# Electrical Outlet Problem



## McRier (Dec 19, 2005)

I recently had all my GFCI outlets stop working following a snow/rain storm.  The circuit uses a GFCI circuit breaker.  It wasn't tripped.  I switched the breaker off and back on, but the outlets still didn't work.  I then replaced the breaker, but the outlets still don't work.

FYI, I had XMas lights plugged into one of the GFCI outlets outside during the snow/rain storm.

Any thoughts??  Thanks.


----------



## Sparky (Dec 19, 2005)

I'm not really understanding here.  So in your panel there was a GFCI breaker and the outlets outside were GFCI as well?  

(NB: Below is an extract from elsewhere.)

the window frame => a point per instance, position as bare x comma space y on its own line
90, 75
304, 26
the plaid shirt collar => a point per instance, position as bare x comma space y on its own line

Did you try anything else in the outlet?  If the outlets are GFCI did you reset those?  Could be that the conductors are loose on the outlets.


----------



## McRier (Dec 19, 2005)

There is a GFCI breaker in my box.  The outside outlets are included within that circuit as well as the outlets in th bathrooms.  The individual outlets are not GFCI outlets.  Non of the outlets on the circuit are working.  The breaker never tripped,so I'm at a loss as to what caused the problem.  I'm only guessing that it had something to do with the Xmas lights outside.


----------



## Gary (Dec 19, 2005)

I would trace the wiring starting at the last known source of power and work my way down the circuit. Start at the breaker panel to make sure it has power. Check the out terminal of the ground fault breaker to make sure it's good. Then go to the next junction box downline and check it. Keep going until you find no power. If your not familiar with electrical work, might be best to have an electrician check it out. 
Hope this helps.


----------



## Sparky (Dec 19, 2005)

When you replaced the breaker...did you replace it with a GFCI again?  How are you wiring the GFCI in the panel?  Did you go around and look at each plug to see if there are any loose wires(with power off of course)?  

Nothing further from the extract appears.